Each dataflow has an operator representing the entire dataflow. The address of
said operator has only a single entry. For the example operator 515 above, you
can find the name of the dataflow if you can find the name of the operator
whose address is just "dataflow 21."

```mzsql
-- get id and name of the operator representing the entirety of the dataflow
-- that a problematic operator comes from
SELECT
    mdo.id AS id,
    mdo.name AS name
FROM
    mz_introspection.mz_dataflow_addresses mda,
    -- source of operator names
    mz_introspection.mz_dataflow_operators mdo,
    -- view containing operators representing entire dataflows
    (SELECT
      mda.id AS dataflow_operator,
      mda.address[1] AS dataflow_address
    FROM
      mz_introspection.mz_dataflow_addresses mda
    WHERE
      list_length(mda.address) = 1) dataflows
WHERE
    mda.id = 515
    AND mda.address[1] = dataflows.dataflow_address
    AND mdo.id = dataflows.dataflow_operator;
```

## I dropped an index, why haven't my plans and dataflows changed?
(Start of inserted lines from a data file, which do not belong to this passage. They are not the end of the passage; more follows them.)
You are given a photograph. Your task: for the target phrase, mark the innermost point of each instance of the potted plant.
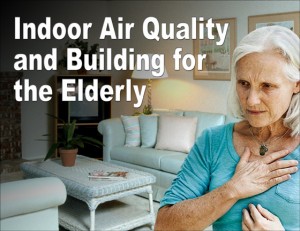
(68, 142)
(85, 49)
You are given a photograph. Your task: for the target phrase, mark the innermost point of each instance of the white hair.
(271, 38)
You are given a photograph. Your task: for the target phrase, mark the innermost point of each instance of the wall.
(177, 91)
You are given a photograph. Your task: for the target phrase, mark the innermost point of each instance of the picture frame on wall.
(217, 63)
(289, 20)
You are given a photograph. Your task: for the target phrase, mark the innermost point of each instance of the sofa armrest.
(31, 195)
(113, 135)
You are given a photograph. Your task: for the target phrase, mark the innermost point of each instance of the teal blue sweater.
(212, 162)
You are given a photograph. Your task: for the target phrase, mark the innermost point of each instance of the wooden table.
(84, 192)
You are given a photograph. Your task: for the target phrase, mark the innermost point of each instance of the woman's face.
(263, 90)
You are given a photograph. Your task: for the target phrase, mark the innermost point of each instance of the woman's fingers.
(247, 220)
(265, 213)
(255, 214)
(282, 164)
(275, 156)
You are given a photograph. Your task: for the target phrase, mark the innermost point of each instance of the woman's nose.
(253, 98)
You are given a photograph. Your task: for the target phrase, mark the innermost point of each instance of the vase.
(68, 156)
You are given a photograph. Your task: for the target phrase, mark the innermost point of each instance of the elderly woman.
(244, 175)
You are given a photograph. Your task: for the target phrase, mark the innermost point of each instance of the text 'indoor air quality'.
(104, 60)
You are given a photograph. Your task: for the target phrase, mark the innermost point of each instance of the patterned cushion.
(132, 130)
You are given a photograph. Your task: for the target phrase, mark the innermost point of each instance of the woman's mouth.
(254, 112)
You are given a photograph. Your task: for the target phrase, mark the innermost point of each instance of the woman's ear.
(297, 88)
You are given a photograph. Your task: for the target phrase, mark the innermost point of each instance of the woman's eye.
(243, 83)
(266, 85)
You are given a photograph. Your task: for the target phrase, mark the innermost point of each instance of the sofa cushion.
(147, 157)
(148, 126)
(162, 112)
(132, 130)
(205, 120)
(172, 164)
(176, 133)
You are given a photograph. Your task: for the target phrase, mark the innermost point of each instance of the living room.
(179, 91)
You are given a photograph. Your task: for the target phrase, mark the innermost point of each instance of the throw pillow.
(148, 126)
(176, 133)
(132, 130)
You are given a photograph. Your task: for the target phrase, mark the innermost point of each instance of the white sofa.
(31, 204)
(164, 164)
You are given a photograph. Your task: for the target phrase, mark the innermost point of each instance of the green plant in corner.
(68, 139)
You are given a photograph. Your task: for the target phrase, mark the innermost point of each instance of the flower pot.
(68, 156)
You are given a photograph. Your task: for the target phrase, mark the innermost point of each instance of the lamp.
(147, 73)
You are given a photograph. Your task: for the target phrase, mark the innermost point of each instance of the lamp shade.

It's likely that your index has **downstream dependencies**. If an index has
dependent objects downstream, its underlying dataflow will continue to be
maintained and take up resources until all dependent object are dropped or
altered, or Materialize is restarted.

[//]: # "TODO(chaas) Add reference to the console once it's available."

To check if there are residual dataflows on a specific cluster, run the
following query:

```mzsql
SET CLUSTER TO <cluster_name>;

SELECT ce.export_id AS dropped_index_id,
       s.name AS dropped_index_name,
       s.id AS dataflow_id
FROM mz_internal.mz_dataflow_arrangement_sizes s
JOIN mz_internal.mz_compute_exports ce ON ce.dataflow_id = s.id
LEFT JOIN mz_catalog.mz_objects o ON o.id = ce.export_id
WHERE o.id IS NULL;
```

You can then use the `dropped_index_id` object identifier to list the downstream
dependencies of the residual dataflow, using:

```mzsql
SELECT do.id AS dependent_object_id,
       do.name AS dependent_object_name,
       db.name AS dependent_object_database,
       s.name AS dependent_object_schema
FROM mz_internal.mz_compute_dependencies cd
LEFT JOIN mz_catalog.mz_objects do ON cd.object_id = do.id
LEFT JOIN mz_catalog.mz_schemas s ON do.schema_id = s.id
LEFT JOIN mz_catalog.mz_databases db ON s.database_id = db.id
WHERE cd.dependency_id = <dropped_index_id>;
```

To force a re-plan of the downstream objects that doesn't consider the dropped
index, you have to drop and recreate all downstream dependencies.

> **Warning:** Forcing a re-plan using the approach above **will trigger hydration**,
> which incurs downtime while the objects are recreated and backfilled with
> pre-existing data. We recommend doing a [blue/green deployment](/manage/dbt/blue-green-deployments/)
> to handle these changes in production environments.